The appetite for prime properties in London looks set to remain of gargantuan proportions in 2012, despite the grim outlook of the UK economy and the sovereign debt crisis shaking the Eurozone. Indeed, some property professionals believe that the luxury real estate market in the British capital is actually becoming counter-cyclical, much like gold, farmland and other assets that are perceived as safe.
At present, prime properties in London certainly appear to be benefitting from the global turmoil.
“We are seeing funds being moved into prime central London from distressed and potentially distressed Eurozone countries such as Greece, Italy, Spain and even France,”says Giles Hannah of Christie’s International Real Estate. “Cash-rich clients from North and South America are also putting money into London, as are those form the Gulf. Ironically, these challenging times have lead to an increase in interest in prime central London properties.”
Domestic buyers too are choosing to invest in London: recent research by Savills estate agents shows that the gap in value between prime properties in central London and those in the British regions, where prices have fallen by an average 3.3% in 2011, is widening. “We would normally expect to see a flow of equity out of London in the wake of price recovery in the capital, but that is not yet happening,” says Lucian Cook of Savills residential research. “It’s not that domestic owners have stopped trading up, but they are trading up within London and the flow of City money that would normally be the lifeblood of markets such as Guildford is staying put in Parsons Green.”

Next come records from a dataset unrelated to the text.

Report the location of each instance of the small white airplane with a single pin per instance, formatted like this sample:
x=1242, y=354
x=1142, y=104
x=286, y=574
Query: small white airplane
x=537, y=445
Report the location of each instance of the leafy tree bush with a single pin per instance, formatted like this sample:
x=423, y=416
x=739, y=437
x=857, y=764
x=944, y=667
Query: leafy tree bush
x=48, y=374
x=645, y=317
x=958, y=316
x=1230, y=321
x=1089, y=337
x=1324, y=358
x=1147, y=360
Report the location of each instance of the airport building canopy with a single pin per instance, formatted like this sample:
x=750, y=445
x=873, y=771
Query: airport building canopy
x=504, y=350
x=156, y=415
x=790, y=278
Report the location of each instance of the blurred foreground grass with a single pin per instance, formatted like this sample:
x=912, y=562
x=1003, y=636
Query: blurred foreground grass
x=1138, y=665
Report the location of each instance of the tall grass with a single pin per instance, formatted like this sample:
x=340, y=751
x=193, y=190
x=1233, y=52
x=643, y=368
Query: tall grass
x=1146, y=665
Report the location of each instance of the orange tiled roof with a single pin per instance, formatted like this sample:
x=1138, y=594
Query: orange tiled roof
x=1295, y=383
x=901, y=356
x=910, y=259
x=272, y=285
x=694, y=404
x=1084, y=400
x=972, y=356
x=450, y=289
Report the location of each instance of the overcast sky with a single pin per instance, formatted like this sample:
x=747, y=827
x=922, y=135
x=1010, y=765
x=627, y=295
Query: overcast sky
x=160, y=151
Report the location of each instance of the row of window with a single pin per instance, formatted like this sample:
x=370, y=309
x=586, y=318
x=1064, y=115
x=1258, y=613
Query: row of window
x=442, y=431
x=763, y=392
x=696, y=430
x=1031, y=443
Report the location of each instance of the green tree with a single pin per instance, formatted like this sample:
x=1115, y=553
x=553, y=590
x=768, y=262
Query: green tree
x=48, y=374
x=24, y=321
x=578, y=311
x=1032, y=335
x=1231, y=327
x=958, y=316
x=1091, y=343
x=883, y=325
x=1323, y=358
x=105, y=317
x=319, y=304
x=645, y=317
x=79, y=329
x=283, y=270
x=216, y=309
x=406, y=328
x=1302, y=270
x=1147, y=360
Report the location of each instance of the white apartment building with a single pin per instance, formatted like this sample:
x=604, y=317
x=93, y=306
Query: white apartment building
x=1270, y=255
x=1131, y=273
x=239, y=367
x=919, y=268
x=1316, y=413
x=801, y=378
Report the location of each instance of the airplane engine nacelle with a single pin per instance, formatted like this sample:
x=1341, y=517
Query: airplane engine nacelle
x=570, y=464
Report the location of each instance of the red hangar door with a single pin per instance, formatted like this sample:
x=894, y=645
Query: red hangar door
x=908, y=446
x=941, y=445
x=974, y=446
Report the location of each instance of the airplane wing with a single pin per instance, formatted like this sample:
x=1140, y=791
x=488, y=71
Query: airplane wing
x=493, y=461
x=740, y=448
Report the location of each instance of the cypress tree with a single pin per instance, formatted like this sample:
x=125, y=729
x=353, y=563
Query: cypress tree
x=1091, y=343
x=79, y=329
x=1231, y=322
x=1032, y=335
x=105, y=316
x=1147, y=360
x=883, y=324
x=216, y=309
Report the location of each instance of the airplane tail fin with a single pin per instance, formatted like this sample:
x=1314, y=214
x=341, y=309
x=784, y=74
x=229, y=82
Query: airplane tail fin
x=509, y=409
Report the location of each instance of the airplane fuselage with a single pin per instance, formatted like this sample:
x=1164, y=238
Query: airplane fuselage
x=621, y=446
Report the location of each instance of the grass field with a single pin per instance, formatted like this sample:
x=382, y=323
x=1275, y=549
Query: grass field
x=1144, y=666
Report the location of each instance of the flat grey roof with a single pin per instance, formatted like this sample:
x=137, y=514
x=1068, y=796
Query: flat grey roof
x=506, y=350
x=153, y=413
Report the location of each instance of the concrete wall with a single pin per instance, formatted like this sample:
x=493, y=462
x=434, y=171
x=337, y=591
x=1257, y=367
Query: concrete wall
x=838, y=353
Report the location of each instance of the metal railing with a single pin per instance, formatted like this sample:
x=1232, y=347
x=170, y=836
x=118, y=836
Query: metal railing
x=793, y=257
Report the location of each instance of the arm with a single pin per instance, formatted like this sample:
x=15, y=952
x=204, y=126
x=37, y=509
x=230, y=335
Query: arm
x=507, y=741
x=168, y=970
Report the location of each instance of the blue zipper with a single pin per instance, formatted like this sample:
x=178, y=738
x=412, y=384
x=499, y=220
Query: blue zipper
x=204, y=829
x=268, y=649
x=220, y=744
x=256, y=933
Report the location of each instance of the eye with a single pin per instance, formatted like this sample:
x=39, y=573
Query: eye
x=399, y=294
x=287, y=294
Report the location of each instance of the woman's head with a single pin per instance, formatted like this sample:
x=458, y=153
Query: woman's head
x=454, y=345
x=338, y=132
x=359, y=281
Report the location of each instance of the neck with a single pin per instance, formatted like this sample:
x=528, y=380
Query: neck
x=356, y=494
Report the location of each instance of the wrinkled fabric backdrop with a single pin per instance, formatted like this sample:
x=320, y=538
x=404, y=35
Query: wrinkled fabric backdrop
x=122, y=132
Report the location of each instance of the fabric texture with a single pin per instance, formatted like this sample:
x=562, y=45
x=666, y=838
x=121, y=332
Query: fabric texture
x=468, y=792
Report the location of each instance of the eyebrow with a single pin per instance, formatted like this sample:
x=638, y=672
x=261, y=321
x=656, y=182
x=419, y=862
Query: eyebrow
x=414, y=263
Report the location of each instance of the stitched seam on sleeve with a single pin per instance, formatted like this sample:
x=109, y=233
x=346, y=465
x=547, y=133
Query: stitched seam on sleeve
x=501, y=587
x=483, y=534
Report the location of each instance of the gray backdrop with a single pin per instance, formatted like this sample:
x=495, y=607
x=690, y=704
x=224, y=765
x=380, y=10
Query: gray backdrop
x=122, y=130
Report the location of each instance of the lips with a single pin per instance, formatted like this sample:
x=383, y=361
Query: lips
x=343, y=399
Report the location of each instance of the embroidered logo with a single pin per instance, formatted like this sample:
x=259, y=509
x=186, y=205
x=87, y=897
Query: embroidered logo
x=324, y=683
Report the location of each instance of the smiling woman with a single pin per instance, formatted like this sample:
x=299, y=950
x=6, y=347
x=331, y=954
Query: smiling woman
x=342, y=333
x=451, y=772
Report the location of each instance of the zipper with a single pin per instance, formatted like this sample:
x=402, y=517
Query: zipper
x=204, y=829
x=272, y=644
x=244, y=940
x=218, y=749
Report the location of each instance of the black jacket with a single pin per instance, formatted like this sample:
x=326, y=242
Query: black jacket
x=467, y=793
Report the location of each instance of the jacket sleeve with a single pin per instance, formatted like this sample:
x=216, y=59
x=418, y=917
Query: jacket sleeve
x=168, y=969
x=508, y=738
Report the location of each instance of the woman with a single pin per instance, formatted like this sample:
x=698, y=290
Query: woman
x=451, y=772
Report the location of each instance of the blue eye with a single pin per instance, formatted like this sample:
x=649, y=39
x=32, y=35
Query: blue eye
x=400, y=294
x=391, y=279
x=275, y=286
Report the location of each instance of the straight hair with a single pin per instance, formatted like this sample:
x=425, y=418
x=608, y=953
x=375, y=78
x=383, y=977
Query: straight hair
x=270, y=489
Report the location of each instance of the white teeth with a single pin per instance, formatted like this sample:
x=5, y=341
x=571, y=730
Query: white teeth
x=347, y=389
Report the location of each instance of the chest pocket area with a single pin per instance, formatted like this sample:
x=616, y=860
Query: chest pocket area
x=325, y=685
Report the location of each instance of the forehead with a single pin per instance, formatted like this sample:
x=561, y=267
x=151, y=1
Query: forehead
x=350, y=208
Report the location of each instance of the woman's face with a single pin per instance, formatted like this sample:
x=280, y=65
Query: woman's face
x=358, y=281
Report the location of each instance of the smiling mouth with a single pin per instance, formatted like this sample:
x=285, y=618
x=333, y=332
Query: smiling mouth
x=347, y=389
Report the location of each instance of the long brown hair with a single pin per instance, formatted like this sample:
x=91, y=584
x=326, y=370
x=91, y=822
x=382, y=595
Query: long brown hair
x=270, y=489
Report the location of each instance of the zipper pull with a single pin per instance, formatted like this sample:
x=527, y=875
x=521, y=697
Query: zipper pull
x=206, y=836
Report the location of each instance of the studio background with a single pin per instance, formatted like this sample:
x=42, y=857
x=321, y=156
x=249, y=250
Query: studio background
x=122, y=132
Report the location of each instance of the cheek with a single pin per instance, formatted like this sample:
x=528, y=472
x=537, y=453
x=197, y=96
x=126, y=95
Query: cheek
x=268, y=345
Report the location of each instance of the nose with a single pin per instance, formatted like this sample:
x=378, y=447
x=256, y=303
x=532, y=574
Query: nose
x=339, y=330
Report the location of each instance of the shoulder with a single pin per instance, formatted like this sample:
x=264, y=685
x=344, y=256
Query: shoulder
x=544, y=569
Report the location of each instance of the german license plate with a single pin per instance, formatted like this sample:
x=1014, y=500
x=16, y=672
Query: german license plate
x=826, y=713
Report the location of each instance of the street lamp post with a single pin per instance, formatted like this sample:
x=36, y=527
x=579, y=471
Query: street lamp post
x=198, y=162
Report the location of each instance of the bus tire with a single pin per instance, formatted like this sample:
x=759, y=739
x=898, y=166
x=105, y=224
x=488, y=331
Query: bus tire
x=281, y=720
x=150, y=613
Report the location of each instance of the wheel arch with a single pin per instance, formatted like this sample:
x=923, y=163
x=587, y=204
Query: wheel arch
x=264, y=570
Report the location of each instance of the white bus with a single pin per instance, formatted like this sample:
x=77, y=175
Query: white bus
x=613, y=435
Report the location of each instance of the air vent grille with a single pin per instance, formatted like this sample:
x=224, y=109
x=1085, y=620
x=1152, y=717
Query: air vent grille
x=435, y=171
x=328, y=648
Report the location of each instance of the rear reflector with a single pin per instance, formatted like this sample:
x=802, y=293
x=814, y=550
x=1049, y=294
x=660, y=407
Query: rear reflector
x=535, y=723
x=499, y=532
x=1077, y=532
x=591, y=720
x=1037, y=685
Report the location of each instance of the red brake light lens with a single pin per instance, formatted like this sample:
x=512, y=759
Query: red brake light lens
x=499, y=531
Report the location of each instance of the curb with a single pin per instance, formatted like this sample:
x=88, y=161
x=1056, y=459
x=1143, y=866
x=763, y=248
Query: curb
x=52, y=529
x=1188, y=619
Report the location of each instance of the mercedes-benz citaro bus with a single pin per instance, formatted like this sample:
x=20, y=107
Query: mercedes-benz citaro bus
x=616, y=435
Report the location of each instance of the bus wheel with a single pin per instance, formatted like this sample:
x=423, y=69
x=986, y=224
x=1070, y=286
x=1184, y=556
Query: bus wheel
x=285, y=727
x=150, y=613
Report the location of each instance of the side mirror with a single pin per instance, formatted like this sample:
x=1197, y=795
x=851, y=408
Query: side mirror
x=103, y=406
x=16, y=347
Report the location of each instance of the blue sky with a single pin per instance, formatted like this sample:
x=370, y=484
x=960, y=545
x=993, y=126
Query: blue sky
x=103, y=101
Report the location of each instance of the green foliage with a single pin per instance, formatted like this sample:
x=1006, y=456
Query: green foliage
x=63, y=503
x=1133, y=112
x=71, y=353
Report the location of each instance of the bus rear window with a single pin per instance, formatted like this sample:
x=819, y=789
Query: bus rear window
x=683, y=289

Will demand for prime properties in London remain high when the economy recovers? Image by Stardusted
This, together with the very limited availability of luxury real estate stock in the golden postcodes of Knightsbridge, Belgravia, Kensington, Holland Park and Mayfair, has supported price growth in the British capital: “Since March 2009, average prices for prime central London have increased by about 40 percent,” reports Hannah, who expects a further, if more muted rise of about 5 percent in 2012.
As a result, very few asset classes have kept pace with the luxury real estate market in London, let alone outperformed it. Gold is one but, warns Hannah, “growing numbers of people are now cashing in on rising gold prices. They are selling their gold and moving their cash into real estate.”
But if the performance of London’s prime properties is counter cyclical, do they stand to lose appeal when the economy improves? The Wall Street Journal believes that real estate prices in the British capital are too high compared to yields, and in a more confident climate investors may move to riskier but higher rewarding locations.
Hannah, however, disagrees. He expects rental values to increase anyway, but most of all, he says, “prime central London is very much an established market, and people want it as part of their portfolio.”
Short of a dramatic change in tax regime which Hannah believes could be an issue—among others, the mansion tax beloved by British business secretary Vince Cable has once again reared its head—”I’d have every confidence in purchasing a property in Kensington, Holland Park, Mayfair, Knightsbridge and Belgravia. The prospects for a medium to long term investment seem quite strong.”